What was the yellow sign?
“Yellow sign.” He started dragging himself back toward the main corridors. “Another Chambers reference?”
Yes.
“Can you access the original Chambers texts?”
Done. Shall I read them to you, or put them in your visual field?
He vomited at the thought of trying to read. “Just…wait.”
Why was Cerite Security not already swarming the hall? Maybe they were too busy dealing with brawling and gunfights on the main corridors.
His vision lurched so dramatically from side to side that Prashanth barely made it out of the hall. On his first attempt to exit into the corridor, he walked into the wall, but then he made his way by feel, groping a path back into traffic. His stomach churned and ice picks stabbed him in the brain repeatedly.
Guerilla theater. A surprise play, rehearsals kept secret. A missing model, who had once been an actress. An avant-garde sculptor. Passwords. And Victoria Tan didn’t want Prashanth to talk to her husband.

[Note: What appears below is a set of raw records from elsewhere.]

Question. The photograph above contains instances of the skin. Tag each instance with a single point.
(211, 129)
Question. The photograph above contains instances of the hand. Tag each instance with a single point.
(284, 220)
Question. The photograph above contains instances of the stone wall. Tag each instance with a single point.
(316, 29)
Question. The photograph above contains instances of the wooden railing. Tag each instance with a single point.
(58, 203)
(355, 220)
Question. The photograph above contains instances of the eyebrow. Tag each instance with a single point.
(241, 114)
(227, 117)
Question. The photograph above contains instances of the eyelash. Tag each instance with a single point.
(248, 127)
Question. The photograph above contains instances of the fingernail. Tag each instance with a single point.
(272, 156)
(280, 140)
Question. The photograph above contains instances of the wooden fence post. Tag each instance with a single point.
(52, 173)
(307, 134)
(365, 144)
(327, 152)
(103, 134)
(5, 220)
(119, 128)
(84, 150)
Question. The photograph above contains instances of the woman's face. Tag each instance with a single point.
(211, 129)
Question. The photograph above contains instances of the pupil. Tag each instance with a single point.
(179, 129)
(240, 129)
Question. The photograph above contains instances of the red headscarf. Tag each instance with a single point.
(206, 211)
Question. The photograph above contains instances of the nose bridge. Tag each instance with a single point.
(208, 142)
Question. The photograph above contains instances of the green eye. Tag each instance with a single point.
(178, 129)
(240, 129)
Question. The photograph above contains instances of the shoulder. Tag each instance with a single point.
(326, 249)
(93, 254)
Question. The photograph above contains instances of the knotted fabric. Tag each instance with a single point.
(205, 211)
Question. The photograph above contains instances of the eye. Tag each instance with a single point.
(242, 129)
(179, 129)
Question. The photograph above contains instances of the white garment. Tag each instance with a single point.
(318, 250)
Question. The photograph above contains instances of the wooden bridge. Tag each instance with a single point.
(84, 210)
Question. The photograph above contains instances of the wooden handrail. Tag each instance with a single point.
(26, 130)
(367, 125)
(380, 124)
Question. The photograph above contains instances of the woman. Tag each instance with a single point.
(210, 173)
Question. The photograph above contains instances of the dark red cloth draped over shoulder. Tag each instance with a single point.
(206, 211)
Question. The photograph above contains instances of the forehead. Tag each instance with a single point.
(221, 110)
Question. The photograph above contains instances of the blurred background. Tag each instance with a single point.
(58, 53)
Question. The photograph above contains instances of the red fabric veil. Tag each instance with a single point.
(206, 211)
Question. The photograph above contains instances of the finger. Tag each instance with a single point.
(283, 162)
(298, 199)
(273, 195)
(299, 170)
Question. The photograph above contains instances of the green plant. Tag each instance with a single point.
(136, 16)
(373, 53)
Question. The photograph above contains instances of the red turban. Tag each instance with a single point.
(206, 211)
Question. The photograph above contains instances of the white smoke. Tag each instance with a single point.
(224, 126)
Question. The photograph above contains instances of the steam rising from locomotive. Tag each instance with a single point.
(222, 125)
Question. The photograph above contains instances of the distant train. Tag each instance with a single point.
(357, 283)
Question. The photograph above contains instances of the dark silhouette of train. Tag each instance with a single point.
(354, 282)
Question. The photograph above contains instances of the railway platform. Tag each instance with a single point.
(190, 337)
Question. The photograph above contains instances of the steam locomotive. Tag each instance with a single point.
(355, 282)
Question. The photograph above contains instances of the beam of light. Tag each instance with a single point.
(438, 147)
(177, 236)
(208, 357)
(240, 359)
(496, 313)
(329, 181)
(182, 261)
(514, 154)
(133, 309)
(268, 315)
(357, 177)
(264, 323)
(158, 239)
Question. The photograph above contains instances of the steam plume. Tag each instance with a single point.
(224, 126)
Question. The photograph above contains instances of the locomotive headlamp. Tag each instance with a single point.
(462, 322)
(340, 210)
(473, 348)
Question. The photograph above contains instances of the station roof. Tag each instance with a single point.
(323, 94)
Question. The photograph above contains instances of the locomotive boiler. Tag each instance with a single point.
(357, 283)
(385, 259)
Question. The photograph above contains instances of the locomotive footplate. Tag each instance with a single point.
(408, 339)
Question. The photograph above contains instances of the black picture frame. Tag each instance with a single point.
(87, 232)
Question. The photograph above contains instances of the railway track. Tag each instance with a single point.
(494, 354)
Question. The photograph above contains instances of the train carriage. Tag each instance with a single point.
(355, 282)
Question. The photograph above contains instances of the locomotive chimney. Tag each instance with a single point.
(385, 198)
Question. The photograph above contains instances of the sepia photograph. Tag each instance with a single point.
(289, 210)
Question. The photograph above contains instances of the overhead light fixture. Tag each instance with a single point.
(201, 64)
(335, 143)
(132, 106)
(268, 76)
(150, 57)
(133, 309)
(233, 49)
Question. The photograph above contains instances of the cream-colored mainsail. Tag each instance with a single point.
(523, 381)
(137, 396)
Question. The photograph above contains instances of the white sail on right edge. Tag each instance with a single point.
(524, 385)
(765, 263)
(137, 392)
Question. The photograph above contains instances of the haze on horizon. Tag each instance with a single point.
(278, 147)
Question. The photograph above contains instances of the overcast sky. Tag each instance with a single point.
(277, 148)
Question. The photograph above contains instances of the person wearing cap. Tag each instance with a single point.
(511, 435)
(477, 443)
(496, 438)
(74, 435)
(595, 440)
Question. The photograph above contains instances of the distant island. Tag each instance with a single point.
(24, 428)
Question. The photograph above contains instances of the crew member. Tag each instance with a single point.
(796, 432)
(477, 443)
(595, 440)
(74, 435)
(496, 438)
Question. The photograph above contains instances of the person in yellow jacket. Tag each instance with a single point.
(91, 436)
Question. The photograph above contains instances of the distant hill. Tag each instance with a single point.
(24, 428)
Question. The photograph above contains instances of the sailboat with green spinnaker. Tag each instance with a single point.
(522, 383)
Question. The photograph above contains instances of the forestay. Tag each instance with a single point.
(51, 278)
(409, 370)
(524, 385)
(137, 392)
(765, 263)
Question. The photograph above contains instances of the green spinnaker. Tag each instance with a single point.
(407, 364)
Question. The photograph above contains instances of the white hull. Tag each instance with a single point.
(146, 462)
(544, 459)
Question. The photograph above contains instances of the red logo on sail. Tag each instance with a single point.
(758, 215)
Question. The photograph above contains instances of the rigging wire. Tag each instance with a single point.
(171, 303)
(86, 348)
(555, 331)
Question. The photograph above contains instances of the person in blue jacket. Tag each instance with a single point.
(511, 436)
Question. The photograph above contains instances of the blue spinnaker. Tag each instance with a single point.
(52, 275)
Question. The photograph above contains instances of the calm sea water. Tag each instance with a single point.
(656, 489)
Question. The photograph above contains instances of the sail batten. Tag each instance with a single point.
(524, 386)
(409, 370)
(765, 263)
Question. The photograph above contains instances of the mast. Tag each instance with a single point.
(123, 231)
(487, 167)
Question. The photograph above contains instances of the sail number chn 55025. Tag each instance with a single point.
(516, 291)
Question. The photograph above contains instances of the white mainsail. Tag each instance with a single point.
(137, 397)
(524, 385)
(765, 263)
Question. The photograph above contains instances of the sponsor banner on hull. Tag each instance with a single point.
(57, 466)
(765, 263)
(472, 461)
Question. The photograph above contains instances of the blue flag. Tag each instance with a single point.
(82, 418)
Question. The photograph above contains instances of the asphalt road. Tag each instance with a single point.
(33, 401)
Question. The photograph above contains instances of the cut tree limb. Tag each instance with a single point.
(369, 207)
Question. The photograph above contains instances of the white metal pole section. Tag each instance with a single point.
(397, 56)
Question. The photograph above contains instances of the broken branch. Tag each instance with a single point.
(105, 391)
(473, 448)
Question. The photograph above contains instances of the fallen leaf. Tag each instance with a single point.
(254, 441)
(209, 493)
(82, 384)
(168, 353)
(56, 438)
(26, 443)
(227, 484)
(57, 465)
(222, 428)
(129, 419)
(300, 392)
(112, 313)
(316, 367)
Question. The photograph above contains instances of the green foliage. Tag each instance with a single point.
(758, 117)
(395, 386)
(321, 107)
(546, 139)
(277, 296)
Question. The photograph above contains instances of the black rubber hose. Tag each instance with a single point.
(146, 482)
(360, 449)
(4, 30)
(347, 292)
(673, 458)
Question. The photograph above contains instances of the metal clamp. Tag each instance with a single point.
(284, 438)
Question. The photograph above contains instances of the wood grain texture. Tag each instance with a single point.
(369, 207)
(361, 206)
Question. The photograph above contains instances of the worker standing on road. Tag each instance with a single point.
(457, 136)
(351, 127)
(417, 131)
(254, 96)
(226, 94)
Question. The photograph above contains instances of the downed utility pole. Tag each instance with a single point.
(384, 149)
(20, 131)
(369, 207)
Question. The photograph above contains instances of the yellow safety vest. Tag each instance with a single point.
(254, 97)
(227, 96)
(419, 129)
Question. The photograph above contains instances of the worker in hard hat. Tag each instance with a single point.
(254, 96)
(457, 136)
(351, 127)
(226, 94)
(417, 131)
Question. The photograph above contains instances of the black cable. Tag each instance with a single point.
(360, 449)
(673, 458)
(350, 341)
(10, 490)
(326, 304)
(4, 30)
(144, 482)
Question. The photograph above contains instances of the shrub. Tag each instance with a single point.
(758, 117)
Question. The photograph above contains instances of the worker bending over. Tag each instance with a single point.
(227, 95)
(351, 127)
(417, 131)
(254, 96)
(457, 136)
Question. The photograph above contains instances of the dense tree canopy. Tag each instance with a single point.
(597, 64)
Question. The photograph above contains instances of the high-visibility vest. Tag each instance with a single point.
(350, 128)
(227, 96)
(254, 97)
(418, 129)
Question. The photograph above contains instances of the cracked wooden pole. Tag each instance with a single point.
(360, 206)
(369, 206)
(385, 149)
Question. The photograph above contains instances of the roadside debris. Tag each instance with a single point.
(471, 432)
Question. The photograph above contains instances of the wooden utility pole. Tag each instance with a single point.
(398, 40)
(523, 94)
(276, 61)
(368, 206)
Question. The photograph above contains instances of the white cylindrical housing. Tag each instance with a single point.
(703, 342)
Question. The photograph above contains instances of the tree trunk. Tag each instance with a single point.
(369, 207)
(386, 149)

He badly wanted to go to sleep, but he feared that if he did, he’d sleep long again. He also wanted to reload his pistol, but was afraid he’d drop the bullets. Instead, he fumbled his way to the table of a café, signaling the lone waiter for a coffee.
“In the Chambers texts, is there an answer to the question, ‘Have you found the Yellow Sign?’”
There is not an answer. The Yellow Sign is an insignia that is never described.
Not helpful.
He drank the coffee when it came. He shouldn’t drink this much of the stuff, but the alternative to sleeping off a headache was to burn it off with caffeine. Sunbathing on the Observation Deck, so far, had done nothing. Maybe he shouldn’t be sunbathing; maybe he should look at Ross 248, or, at least, look at the Observation Deck by its light. He asked for ice water so he could hold the cold glass against his forehead. Unable to think, he held still and felt cold water trickle down his face, but when he finally set the glass down, he found he had a resolution.
It wasn’t what he wanted. He wanted an idea, he wanted understanding, but instead he had a determination to go to Gambo Zubair’s studio. He didn’t think of his plan as pushing buttons, but as testing a hypothesis, or maybe gathering data more actively.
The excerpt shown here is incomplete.